Innovations Four big ones ... 1) Coloured clothing, with names on the back. 2) Floodlights for most of the 36 games. 3) The white ball: in fact two of them, one at each end (so they didn't get too grubby), which meant they swung prodigiously. 4) The fielding circle rules were refined, allowing only two men outside the ring in the first 15 overs. After that, it was as before: a minimum of four inside the circle. Result: the birth of the pinch-hitter. Ian Botham did the job for England, with mixed results.
Early running Australia, the holders and hosts, were such hot favourites that the pressure got to them. They lost the opening game, in New Zealand (Martin Crowe 100*), and then faced England at Sydney. Botham sniffed the chance to trample the Aussies into the dirt for one last time, took 4 for 31 and then made 53 not out as England won by eight wickets. Pakistan started dreadfully, losing to West Indies by 10 wickets, and would have gone out if rain had not saved them at Adelaide after England bowled them out for 74. England and New Zealand were the best teams for a long time, but both had peaked too soon. Imran Khan famously told his team: "Listen, just be as if you were a cornered tiger," and they moved into top gear.
The semis What's the Afrikaans for "We wuz robbed"? South Africa, playing England, needed 22 off 13 balls when it rained. By the time it stopped, they needed 21 off one ball. However, Kepler Wessels had chosen to bat second, and South Africa had bowled terribly slowly. NZ's brave run came to an end as Pakistan successfully chased 262, with the unknown Inzamam-ul-Haq thumping 60 off 37 balls.
The final Pakistan were on fire, and England were not.

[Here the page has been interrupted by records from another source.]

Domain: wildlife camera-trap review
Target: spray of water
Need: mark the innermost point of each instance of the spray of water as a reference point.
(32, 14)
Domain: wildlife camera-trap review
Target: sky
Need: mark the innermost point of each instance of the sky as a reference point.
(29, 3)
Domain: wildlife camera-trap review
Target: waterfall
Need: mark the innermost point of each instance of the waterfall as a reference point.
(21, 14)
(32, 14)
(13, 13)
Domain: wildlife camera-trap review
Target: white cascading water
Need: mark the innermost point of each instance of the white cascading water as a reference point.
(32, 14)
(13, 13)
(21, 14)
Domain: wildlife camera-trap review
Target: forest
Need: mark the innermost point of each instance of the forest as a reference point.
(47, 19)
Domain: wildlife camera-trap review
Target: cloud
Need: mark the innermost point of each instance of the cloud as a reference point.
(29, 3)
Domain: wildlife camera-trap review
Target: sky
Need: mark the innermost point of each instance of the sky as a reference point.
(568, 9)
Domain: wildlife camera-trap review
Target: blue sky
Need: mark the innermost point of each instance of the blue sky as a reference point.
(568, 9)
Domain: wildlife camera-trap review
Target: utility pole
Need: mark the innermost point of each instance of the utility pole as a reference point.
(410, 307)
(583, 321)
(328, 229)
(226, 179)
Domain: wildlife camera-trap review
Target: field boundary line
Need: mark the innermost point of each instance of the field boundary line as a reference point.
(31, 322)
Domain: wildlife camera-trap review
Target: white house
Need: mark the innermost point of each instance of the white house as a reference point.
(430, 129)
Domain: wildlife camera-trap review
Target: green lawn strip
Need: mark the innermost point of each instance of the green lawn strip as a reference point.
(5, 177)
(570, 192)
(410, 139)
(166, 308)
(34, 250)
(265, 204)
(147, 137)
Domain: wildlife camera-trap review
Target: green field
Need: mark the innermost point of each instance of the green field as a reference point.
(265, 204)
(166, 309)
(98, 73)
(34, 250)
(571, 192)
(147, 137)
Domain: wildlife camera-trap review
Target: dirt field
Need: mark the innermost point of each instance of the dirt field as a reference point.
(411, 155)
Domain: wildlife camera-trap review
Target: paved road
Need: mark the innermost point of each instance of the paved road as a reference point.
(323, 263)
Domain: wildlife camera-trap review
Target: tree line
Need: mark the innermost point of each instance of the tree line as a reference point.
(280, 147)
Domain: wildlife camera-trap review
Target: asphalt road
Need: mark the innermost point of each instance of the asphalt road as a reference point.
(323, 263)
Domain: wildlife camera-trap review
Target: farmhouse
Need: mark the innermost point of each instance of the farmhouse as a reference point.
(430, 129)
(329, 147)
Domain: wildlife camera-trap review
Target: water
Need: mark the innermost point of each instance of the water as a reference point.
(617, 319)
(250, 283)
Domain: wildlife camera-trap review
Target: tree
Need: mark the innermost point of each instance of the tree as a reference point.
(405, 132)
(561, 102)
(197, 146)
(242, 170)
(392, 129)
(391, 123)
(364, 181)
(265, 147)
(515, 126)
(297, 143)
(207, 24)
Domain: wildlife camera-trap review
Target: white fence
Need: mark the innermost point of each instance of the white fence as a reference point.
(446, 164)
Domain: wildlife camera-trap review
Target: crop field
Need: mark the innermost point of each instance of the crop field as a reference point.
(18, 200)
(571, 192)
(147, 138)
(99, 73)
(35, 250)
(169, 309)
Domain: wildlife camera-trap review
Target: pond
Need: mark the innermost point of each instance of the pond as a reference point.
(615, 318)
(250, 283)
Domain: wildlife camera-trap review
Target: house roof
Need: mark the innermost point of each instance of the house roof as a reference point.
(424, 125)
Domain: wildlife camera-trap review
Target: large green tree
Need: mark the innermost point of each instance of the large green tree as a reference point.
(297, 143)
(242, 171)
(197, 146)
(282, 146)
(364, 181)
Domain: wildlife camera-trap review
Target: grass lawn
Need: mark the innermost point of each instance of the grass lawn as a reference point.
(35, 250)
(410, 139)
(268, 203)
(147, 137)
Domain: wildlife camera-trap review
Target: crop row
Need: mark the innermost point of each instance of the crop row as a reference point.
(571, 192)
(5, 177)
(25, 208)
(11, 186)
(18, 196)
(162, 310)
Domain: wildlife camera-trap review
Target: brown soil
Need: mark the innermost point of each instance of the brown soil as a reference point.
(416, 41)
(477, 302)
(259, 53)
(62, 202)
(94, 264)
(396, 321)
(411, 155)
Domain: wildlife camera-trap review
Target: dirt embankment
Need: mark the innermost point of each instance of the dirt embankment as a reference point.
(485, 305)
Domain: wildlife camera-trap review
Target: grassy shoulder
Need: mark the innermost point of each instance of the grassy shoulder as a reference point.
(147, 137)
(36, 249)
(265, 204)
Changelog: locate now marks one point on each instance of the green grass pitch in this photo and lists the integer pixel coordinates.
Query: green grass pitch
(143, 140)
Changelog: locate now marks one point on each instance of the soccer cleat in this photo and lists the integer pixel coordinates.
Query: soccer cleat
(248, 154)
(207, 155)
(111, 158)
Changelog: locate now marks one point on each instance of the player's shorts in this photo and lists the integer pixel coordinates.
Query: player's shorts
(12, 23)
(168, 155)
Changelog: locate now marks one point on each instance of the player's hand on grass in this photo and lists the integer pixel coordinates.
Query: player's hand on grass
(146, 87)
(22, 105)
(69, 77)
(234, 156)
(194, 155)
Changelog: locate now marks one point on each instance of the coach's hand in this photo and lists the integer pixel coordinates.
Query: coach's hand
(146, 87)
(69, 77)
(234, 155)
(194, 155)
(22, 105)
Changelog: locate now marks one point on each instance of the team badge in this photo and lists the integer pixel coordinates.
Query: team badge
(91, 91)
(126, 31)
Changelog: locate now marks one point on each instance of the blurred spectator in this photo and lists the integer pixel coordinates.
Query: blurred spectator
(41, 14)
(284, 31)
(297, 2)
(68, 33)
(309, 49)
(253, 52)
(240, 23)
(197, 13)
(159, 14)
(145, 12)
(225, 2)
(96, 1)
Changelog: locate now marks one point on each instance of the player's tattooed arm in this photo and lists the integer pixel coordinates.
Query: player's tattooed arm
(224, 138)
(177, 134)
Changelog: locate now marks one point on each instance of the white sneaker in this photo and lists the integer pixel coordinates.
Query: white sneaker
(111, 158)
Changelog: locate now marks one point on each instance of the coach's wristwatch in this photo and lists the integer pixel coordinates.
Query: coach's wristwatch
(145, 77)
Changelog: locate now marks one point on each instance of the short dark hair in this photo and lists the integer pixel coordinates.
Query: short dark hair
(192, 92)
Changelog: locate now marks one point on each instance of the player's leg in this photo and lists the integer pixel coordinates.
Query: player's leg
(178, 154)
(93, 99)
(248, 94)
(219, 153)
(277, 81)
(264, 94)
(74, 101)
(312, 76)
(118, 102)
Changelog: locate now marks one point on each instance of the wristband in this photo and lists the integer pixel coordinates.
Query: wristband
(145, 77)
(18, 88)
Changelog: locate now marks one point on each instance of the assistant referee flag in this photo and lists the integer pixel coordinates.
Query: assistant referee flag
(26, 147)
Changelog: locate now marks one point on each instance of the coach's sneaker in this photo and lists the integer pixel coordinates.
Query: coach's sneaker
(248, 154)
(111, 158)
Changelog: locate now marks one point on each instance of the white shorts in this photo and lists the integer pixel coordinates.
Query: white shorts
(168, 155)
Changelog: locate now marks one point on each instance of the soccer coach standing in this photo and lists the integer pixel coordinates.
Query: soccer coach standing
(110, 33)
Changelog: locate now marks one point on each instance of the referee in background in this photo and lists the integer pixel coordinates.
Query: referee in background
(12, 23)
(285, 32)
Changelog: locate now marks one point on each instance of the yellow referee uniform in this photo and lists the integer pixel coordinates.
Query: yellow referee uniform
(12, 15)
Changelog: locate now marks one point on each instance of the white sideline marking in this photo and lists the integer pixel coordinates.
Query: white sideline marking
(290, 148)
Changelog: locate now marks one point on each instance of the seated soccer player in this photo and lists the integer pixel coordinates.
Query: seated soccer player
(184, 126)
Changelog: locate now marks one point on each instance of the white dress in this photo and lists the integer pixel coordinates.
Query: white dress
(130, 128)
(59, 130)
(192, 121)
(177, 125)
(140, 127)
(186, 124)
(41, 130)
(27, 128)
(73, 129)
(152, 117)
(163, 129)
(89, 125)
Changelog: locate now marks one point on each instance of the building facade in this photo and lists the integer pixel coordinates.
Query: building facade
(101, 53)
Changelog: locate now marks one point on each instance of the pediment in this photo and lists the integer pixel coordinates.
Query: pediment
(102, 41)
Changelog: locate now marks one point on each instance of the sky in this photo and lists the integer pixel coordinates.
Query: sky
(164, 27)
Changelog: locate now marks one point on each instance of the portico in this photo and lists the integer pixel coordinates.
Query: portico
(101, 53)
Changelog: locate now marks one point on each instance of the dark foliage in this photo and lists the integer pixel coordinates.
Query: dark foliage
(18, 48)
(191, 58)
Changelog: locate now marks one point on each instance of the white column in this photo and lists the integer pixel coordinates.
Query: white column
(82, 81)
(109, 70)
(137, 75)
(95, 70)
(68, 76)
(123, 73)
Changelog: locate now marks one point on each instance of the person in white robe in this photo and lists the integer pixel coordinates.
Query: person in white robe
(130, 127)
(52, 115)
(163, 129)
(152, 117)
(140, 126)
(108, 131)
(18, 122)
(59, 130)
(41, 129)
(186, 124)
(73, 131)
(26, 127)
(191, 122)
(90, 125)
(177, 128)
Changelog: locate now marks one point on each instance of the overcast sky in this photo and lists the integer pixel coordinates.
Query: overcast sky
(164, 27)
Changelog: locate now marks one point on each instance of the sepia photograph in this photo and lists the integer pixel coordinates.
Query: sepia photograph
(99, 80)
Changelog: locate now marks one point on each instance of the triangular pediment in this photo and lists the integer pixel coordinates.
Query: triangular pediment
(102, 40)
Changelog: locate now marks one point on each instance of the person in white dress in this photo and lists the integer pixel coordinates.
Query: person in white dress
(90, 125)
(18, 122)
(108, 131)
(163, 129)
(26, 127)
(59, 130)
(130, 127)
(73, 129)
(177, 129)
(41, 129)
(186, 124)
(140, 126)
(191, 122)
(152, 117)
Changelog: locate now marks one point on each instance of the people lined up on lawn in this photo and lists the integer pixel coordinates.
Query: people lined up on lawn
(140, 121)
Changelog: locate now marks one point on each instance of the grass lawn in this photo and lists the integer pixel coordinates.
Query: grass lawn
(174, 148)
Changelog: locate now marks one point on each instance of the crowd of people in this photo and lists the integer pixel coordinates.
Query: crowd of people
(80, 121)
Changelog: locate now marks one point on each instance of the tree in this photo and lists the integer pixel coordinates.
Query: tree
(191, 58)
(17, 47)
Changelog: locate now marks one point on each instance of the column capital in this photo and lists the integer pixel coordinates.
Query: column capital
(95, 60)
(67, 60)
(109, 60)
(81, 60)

Derek Pringle (3 for 22) removed the openers, but Imran Khan and Javed Miandad (44 and 57* in the semi) made 72 and 58 as Pakistan recovered to 249 for 6. England were soon 69 for 4 (Botham 0), and when Neil Fairbrother (62) and Allan Lamb (31) launched a recovery, Wasim Akram snuffed it out, bowling Lamb and Chris Lewis with consecutive beauties. Pakistan won by 22 runs.
Last hurrah A whole herd of giants headed into the sunset. Imran never played again, Botham managed one last injury-ravaged summer, and it was also the last World Cup for Gooch, Border, Lamb, Des Haynes ...
First hurrah Haynes's opening partner was a young thruster named Lara. Mushtaq Ahmed shone for Pakistan, and Jonty Rhodes became the first superstar fielder.
Not to be forgotten Crowe opened NZ's bowling with Dipak Patel's offspin. When England met India at Perth, Botham faced Sachin Tendulkar for the only time in an international: a fascinating little duel ended with Tendulkar caught behind for 35.